Euglenas are unique unicellular or single-celled organisms with both plant and animal features. Typified as a member of the protozoan order, Euglenida is classified as a member of the algal division, Euglenophyta. Euglenas possess elongated cell with one nucleus that contains pigmented chloroplasts which helps in photosynthesis, a contractile vacuole for excretion, an eyespot to spot sunlight and flagella for movement. Certain species of Euglena may appear red under sunlight, which is primarily because of the presence of large amount of carotenoid pigment. Euglenas are asexual, that is, they multiply through cell division. Euglena lives in fresh and brackish water rich in organic matter and often appears as green or red ‘blooms’ in ponds or lakes. Several species produce breathing vesicles that can resist drying. Euglenas ingest food into the gullet and basically serve as a food source for fish and other marine critters. If you want to know more about this amazing organism, read on and come across some of the most interesting information about them.
Fast Facts
Kingdom: Excavata
Phylum: Euglenozoa
Class: Euglenoidea
Order: Euglenales
Family: Euglenaceae
Species: Euglena
Length: 60-120 mm
Lifespan: 3 weeks
Diet: Make their own food
Habitat: Quiet ponds and puddles
Interesting & Amazing Information On Euglena
  • Euglenas are elliptical bodied unicellular organisms with pear-shaped anterior and slender posterior. Their exterior part of the cell membrane comprises of a taut pellicle that enables them to retain their shape.
  • O.F. Müller offered a thorough description of the organism in 1786, and named it Cercaria viridis. He found the organism to have a distinctive color and changeable body shape.
  • In 1831, a scientist named Georg Klebs offered a primary taxonomical distinction between green and colorless flagellate organisms, and established characteristic distinction between photosynthesizing Euglenoids and those who live by phagotrophy.
  • Like plants, euglenas too derive their characteristic green tint from the chloroplasts present in their cells. However, unlike plants, these organisms have no cell wall made of cellulose.
  • Euglenas have long flagellated structure connected to the right end of their anterior that help them to propel through water.

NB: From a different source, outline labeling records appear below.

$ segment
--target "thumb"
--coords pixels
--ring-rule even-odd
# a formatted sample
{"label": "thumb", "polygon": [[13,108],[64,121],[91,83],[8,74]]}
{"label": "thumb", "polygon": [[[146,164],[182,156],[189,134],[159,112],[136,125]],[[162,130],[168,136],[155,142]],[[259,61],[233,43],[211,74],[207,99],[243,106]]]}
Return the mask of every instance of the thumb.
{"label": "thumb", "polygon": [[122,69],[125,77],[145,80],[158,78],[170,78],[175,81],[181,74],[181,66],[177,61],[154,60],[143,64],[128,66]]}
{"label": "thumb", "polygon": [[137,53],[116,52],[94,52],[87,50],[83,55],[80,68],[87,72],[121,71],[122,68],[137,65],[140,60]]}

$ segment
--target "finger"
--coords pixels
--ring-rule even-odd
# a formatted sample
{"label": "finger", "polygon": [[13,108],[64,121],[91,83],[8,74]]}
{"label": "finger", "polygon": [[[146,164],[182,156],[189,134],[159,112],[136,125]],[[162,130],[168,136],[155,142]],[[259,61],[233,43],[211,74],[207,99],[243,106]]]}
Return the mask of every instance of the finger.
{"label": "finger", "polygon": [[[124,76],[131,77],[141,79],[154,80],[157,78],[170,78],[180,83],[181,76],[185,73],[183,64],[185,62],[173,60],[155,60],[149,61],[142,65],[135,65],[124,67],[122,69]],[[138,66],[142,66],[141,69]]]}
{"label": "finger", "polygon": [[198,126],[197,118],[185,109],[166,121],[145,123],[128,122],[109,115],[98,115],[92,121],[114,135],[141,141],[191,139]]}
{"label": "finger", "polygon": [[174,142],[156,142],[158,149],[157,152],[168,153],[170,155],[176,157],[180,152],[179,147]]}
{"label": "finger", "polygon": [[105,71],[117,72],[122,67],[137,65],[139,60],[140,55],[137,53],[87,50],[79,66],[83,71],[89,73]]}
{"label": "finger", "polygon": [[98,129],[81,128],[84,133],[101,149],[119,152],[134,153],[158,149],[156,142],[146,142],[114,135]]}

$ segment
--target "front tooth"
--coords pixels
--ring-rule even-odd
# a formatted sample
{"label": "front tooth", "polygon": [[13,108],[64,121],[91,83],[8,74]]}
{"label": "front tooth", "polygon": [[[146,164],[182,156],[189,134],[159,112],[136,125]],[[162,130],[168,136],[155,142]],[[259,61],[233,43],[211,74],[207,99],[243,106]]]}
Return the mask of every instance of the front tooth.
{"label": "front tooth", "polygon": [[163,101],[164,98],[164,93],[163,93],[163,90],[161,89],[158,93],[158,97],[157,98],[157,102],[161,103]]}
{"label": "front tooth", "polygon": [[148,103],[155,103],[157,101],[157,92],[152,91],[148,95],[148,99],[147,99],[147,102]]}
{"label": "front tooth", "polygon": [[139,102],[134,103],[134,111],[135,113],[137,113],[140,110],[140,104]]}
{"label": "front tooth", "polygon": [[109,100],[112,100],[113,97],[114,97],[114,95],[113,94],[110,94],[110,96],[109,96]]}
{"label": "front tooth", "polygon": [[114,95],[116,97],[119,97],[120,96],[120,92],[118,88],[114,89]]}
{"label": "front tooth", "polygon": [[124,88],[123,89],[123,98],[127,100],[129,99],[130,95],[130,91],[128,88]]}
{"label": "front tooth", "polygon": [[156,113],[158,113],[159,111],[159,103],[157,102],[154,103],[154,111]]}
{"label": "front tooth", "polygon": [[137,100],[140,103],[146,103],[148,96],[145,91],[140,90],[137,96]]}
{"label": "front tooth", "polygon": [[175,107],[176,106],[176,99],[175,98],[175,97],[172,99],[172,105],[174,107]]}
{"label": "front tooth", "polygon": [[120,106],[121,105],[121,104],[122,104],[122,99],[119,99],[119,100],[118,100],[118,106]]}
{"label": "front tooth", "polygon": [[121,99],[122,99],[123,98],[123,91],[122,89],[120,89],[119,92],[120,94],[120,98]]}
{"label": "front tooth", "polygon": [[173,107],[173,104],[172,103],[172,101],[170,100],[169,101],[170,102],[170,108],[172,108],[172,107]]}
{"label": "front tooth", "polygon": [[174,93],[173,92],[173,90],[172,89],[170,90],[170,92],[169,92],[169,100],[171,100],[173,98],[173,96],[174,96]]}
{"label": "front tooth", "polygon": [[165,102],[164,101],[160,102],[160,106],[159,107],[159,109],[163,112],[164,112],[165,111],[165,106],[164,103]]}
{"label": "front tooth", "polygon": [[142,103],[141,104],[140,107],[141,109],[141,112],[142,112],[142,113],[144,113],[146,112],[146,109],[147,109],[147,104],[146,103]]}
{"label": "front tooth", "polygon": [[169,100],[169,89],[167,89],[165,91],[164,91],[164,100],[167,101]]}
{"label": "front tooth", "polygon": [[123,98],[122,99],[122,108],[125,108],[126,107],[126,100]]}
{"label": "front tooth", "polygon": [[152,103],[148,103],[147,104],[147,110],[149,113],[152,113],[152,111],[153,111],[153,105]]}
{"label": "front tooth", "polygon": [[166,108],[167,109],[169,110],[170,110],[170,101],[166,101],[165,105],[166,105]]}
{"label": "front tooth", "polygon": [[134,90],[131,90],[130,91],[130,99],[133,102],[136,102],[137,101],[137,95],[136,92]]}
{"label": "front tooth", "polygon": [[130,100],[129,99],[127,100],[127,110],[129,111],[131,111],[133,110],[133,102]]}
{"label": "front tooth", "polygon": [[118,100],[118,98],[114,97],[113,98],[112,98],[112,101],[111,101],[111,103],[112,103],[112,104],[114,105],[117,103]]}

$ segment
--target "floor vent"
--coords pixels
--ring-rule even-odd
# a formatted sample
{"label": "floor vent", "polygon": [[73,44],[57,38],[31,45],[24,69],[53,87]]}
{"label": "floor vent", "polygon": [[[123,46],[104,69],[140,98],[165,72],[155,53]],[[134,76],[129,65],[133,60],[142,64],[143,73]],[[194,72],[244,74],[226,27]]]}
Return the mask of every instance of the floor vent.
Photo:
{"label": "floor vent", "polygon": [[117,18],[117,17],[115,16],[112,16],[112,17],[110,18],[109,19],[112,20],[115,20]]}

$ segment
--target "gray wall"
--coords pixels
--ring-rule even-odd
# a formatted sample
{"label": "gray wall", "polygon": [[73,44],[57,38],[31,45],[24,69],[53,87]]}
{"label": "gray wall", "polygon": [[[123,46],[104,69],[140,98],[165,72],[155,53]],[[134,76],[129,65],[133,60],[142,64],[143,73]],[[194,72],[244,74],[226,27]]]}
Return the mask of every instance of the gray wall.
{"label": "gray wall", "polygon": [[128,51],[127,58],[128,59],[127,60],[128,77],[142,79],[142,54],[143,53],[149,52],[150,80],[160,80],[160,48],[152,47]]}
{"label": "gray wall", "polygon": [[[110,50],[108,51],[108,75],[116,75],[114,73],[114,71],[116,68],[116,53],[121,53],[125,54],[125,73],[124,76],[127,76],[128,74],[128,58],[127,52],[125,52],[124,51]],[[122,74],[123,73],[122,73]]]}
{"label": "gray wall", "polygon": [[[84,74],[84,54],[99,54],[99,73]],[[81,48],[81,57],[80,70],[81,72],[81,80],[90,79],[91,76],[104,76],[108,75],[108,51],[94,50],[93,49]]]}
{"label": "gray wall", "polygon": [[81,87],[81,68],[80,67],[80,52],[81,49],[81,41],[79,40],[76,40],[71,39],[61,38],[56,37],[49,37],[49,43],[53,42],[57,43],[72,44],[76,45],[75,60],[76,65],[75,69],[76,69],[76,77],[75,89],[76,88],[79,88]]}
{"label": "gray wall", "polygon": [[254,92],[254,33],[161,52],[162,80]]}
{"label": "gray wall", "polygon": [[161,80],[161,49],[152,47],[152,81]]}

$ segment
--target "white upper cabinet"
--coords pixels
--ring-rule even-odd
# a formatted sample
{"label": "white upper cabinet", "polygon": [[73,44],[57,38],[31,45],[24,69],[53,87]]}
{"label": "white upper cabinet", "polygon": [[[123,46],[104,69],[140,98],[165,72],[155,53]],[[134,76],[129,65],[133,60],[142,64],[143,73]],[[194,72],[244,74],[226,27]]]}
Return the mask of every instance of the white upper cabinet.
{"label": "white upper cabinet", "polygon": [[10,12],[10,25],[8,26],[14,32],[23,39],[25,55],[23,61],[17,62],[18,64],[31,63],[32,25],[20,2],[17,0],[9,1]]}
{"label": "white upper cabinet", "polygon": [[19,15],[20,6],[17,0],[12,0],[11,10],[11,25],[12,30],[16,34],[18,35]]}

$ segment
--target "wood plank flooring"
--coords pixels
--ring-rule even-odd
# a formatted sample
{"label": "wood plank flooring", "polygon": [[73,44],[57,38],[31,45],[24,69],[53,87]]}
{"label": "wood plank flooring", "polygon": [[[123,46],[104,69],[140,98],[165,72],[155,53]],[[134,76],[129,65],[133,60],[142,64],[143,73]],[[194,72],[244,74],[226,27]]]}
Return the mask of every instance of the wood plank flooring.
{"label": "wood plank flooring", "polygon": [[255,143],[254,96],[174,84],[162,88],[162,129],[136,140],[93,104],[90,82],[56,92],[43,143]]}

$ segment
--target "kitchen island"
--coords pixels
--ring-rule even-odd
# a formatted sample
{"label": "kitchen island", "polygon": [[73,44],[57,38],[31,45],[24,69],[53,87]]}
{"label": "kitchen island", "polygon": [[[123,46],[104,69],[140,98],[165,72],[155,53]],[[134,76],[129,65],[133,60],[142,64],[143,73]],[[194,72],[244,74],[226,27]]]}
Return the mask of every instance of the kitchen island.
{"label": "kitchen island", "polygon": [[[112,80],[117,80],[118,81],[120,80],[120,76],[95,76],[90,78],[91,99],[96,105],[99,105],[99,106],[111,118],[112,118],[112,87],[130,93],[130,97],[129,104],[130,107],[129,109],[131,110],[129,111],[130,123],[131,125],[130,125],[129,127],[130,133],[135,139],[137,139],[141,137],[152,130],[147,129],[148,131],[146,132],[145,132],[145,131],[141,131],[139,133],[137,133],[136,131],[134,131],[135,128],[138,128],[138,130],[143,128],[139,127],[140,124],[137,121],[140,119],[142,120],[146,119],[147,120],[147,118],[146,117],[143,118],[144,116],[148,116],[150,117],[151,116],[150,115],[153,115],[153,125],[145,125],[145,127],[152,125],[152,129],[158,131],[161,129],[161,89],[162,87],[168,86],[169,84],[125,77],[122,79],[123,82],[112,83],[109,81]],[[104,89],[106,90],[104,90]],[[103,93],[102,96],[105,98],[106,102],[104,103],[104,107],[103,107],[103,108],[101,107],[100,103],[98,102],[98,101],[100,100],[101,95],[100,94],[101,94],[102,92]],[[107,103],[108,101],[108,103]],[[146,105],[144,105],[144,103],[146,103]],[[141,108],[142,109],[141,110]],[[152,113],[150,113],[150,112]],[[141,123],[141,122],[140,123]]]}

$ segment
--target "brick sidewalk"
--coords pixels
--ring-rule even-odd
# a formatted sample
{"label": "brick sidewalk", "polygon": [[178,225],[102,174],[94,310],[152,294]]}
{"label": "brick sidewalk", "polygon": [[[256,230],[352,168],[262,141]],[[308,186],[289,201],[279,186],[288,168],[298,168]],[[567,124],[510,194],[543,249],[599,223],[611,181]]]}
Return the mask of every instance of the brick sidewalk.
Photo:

  • Though euglenas generally appear to be green in color, a microscopic observation can reveal a riot of colors underneath. Euglenas possess a number of organelles, usually purple in color, which perform several important cellular activities. The cell also contains pink colored nucleolus that is present in the nucleus and a light yellow colored viscous fluid known as cytoplasm.
  • Euglena is both autotrophic as well as heterotrophic. To put it in layman’s words, euglena can produce its own food as well as feed on the food produced by nature.
  • The small rod like structures visible in their body is nothing but chloroplasts that helps them to make their own food in presence of sunlight, in short, helps them in photosynthesis. In absence of proper sunlight, euglenas go around in water hunting for food.
  • One of the most interesting facts about euglena is its eyespot, which is actually a pigmented organelle found in the anterior and is highly sensitive towards light. This eyespot helps it to detect sunlight for photosynthesis.
  • Euglena has a star shaped cell at the rear end of its cell, which is basically orange in color and is called contractile vacuole. This assists in excretion.
  • Euglena reproduces through a process of cell division known as mitosis. The cell splits into halves that lead to the formation of another euglena. Euglena requires warm atmospheric temperature and adequate amount of food to reproduce.
  • The Euglenas have an uncanny ability to survive in both fresh and marine water and can quite easily adapt themselves to the surrounding environment. Where the moisture content is low they develop protective wall around themselves and go on hibernation until the climatic conditions become conducive for them.
  • Several of the Euglenas have been classified as mixotrophs, which means they become autotrophs in sunlight and heterotrophs in the dark.